2010/5/27 Stéfan van der Walt <stefan@sun.ac.za>
On 26 May 2010 23:27, Charles R Harris <charlesr.harris@gmail.com> wrote:
> Exactly. I had a private bet with myself that that would be the case. See,
> it isn't so much different after all. The tools change, but the problems and
> solutions remain much the same.

In this case, I believe the tool may be part of the solution. With
limited manpower at our disposal, having a somewhat painful process
certainly doesn't help.


It should help. A commitment to doing reviews is probably more important here than submitting for review. It's less fun than development and takes a certain commitment. Of course, there are probably some perverts out there who find it enjoyable. I hope we find some.
 
- Working with patches is unreliable (check out all the patches in
Trac that don't apply cleanly and how much effort it will be to fix
them).  Distributed revision control provides a much better structure
within which to manage patches.


Two year old patches are always going to be a problem. The real fix here is not to let things languish.
 
- Merging in SVN is horrible and will never encourage branches.
Without branches, trunk becomes turbulent easily.
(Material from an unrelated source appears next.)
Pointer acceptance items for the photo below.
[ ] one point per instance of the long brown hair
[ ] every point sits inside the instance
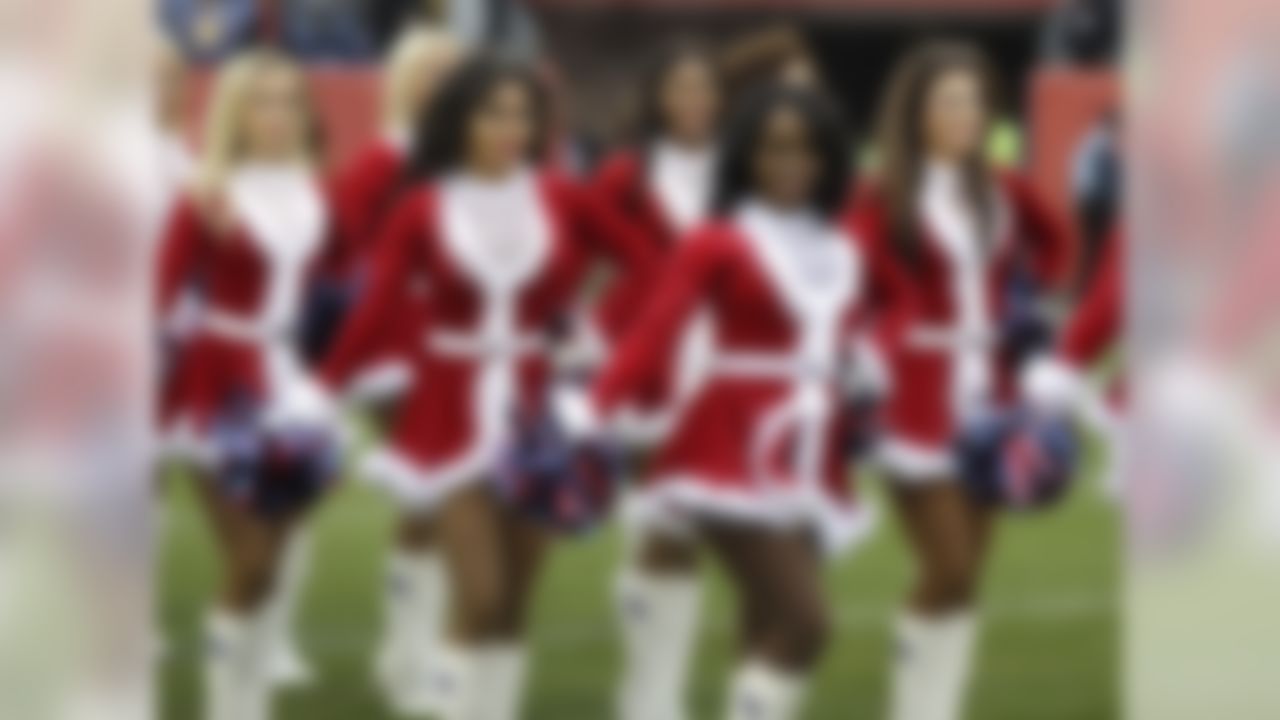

True. Although there would need to be more activity to get to true turbulence.
 
- We currently don't have any code review in place.  This isn't SVN's
fault, but tools such as GitHub's compare view
(http://github.com/blog/612-introducing-github-compare-view) look
really promising

Maybe most importantly, distributed revision control places any
possible contributor on equal footing with those with commit access;
this is one important step in making contributors feel valued.


Well, not quite. They can't commit to the main repository. I think the main thing is to be responsive: fast review, quick commit. And quick to offer commit rights to anyone who sends in more that a couple of decent patches. Maybe we should take a vow to review one patch a week.